Air strike kills 35 villagers in an ‘operational mistake’

Air strike kills 35 villagers in an ‘operational mistake’

ŞIRNAK / ANKARA
Air strike kills 35 villagers in an ‘operational mistake’

Devastated and somber relatives mourn next to the bodies of 35 villagers who were killed in an air strike by Turkish jet fighters near Turkey’s border with Iraq. DHA photo

Thirty-five villagers were killed and another was injured in a Turkish military air raid along the Iraqi border on the night of Dec. 28 in what a senior ruling party member declared “an operational fault.”

The assault, which utilized F-16s and unmanned aerial vehicles, was conducted near the Ortasu village of Uludere in the southeastern province of Şırnak, Doğan news agency reported yesterday.

The raid was “an operational mistake” and the ensuing investigation will determine those responsible, the deputy chairman of the ruling Justice and Development Party (AKP), Hüseyin Çelik, told reporters yesterday in Ankara after a meeting of the party management.

“According to initial information, those [killed] people were not terrorists but smugglers. The operation was carried out on the presumption that they were PKK [outlawed Kurdistan Workers’ Party] terrorists. It was not intentional. Unfortunately, it was an operational mistake,” Çelik said, adding that the ultimate conclusion would be reached once the investigation was complete.

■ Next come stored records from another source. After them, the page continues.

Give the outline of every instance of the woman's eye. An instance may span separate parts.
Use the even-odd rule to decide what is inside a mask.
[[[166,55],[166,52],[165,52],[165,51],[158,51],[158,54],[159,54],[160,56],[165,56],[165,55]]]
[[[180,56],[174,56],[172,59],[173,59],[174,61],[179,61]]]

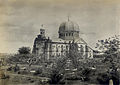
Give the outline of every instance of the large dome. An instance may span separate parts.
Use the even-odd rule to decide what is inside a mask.
[[[60,24],[59,32],[65,31],[79,31],[79,26],[77,23],[72,21],[63,22]]]

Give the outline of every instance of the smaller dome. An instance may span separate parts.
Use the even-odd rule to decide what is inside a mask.
[[[77,23],[74,23],[72,21],[63,22],[60,24],[59,32],[65,31],[79,31],[79,26]]]

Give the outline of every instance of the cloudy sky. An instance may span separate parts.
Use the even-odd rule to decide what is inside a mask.
[[[56,39],[68,15],[92,48],[98,39],[120,34],[119,0],[0,0],[0,52],[32,48],[41,24],[47,36]]]

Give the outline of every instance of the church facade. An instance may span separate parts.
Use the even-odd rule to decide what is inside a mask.
[[[68,20],[59,26],[58,40],[52,40],[45,36],[45,29],[40,29],[40,34],[35,38],[33,53],[37,56],[44,56],[45,59],[56,59],[70,52],[72,43],[77,44],[77,52],[82,58],[93,58],[93,50],[79,36],[78,24]]]

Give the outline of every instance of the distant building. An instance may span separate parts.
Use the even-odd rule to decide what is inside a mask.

The cross-border air raid was launched to target the PKK following intelligence that terrorist groups had gathered in preparation for attacks on military outposts and bases at the border, the General Staff said in a written statement posted on its website yesterday.

Administrative and judicial inquiries are under way into the operation, which began at 9:37 p.m. on Dec. 28 after unmanned surveillance aircraft detected a group of people in the Sinat-Haftanin area moving toward the Turkish border, the statement said, adding that the bombardment lasted 47 minutes.

Detailing intelligence gathered ahead of the strike, the statement said the authorities had obtained information that “a large number of terrorists were sent as reinforcement to Sinat-Haftanin after the chieftains of the terror organization issued orders for retribution following the losses they had suffered recently.”

Surveillance at the frontier was stepped up after intelligence continued to accumulate indicate that PKK militants would cross from northern Iraq to attack military facilities at the border, it said, adding that images obtained from a drone showed a group moving toward the frontier at 6:39 p.m.
The General Staff said the testimonies of PKK militants who had surrendered in the past indicated that “the terrorists use beasts of burden to carry heavy weapons, ammunition and explosives from Iraq over the border.”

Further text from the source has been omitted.